After that, one by one, they let her alone, and the woman made not a word of complaint. Within a week she was working in the fields, when she should have been back in bed. The result was that the child sickened again. The old look came back to its face, and Grayson was there night and day. He was having trouble out in Kentucky about this time, and he went to the Blue Grass pretty often. Always, however, he left money with me to see that the child was properly buried if it should die while he was gone; and once he telegraphed to ask how it was. He said he was sometimes afraid to open my letters for fear that he should read that the baby was dead. The child knew Grayson's voice, his step. It would go to him from its own mother. When it was sickest and lying torpid it would move the instant he stepped into the room, and, when he spoke, would hold out its thin arms, without opening its eyes, and for hours Grayson would walk the floor with the troubled little baby over his shoulder. I thought several times it would die when, on one trip, Grayson was away for two weeks. One midnight, indeed, I found the mother moaning, and three female harpies about the cradle. The baby was dying this time, and I ran back for a flask of whiskey. Ten minutes late with the whiskey that night would have been too late. The baby got to know me and my voice during that fortnight, but it was still in danger when Grayson got back, and we went to see it together. It was very weak, and we both leaned over the cradle, from either side, and I saw the pity and affection--yes, hungry, half-shamed affection--in Grayson's face. The child opened its eyes, looked from one to the other, and held out its arms to me. Grayson should have known that the child forgot--that it would forget its own mother. He turned sharply, and his face was a little pale. He gave something to the woman, and not till then did I notice that her soft black eyes never left him while he was in the cabin. The child got well; but Grayson never went to the shack again, and he said nothing when I came in one night and told him that some mountaineer --a long, dark fellow-had taken the woman, the children, and the household gods of the shack back into the mountains.
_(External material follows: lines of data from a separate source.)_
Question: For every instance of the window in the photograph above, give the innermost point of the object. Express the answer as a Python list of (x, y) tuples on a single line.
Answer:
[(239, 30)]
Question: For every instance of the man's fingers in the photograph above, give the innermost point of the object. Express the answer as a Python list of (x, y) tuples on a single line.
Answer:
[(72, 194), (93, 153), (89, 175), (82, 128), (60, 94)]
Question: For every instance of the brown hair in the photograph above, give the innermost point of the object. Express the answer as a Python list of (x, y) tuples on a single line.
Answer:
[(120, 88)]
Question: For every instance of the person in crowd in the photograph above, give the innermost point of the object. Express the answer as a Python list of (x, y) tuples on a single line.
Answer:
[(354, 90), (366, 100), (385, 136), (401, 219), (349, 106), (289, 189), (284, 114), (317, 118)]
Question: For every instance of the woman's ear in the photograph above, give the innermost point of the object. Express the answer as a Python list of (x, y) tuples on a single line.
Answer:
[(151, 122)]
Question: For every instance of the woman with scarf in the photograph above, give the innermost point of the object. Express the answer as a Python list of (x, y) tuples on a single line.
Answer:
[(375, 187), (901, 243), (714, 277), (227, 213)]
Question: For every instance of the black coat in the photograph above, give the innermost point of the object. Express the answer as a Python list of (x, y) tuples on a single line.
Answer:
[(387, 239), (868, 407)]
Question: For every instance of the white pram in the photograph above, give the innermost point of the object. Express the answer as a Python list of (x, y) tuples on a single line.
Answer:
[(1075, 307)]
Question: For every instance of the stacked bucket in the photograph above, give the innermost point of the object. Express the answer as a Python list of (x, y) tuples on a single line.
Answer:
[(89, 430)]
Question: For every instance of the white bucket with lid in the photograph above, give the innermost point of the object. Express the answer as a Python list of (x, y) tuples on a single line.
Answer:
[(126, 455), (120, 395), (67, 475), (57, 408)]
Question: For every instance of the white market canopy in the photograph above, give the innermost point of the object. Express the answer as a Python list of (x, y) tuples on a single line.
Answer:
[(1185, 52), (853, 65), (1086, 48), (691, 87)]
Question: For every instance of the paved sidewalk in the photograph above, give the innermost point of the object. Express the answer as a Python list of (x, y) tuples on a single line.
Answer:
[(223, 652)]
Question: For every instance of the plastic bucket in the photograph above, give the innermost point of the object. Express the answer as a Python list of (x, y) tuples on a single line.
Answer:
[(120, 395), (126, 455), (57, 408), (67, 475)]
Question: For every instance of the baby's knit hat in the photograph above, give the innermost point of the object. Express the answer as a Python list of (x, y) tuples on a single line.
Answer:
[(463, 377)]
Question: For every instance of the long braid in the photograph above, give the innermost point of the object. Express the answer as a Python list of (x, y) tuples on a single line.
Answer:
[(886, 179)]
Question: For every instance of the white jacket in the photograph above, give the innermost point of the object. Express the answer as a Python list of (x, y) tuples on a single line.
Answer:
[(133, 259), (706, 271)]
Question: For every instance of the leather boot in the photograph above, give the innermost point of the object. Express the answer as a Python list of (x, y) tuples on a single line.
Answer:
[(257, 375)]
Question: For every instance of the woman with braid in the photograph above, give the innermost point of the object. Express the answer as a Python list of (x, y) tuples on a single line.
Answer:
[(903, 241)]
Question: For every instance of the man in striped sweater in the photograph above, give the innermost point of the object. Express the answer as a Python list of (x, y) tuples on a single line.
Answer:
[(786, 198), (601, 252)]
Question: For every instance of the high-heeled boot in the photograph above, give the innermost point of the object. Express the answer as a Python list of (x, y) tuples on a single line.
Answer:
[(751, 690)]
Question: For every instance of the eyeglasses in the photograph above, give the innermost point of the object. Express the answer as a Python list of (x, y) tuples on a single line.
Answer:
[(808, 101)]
``They don't grieve long,'' I said, ``these people.''

But long afterwards I saw the woman again along the dusty road that leads into the Gap. She had heard over in the mountains that Grayson was dead, and had walked for two days to learn if it was true. I pointed back towards Bee Rock, and told her that he had fallen from a cliff back there. She did not move, nor did her look change. Moreover, she said nothing, and, being in a hurry, I had to ride on.

At the foot-bridge over Roaring Fork I looked back. The woman was still there, under the hot mid-day sun and in the dust of the road, motionless.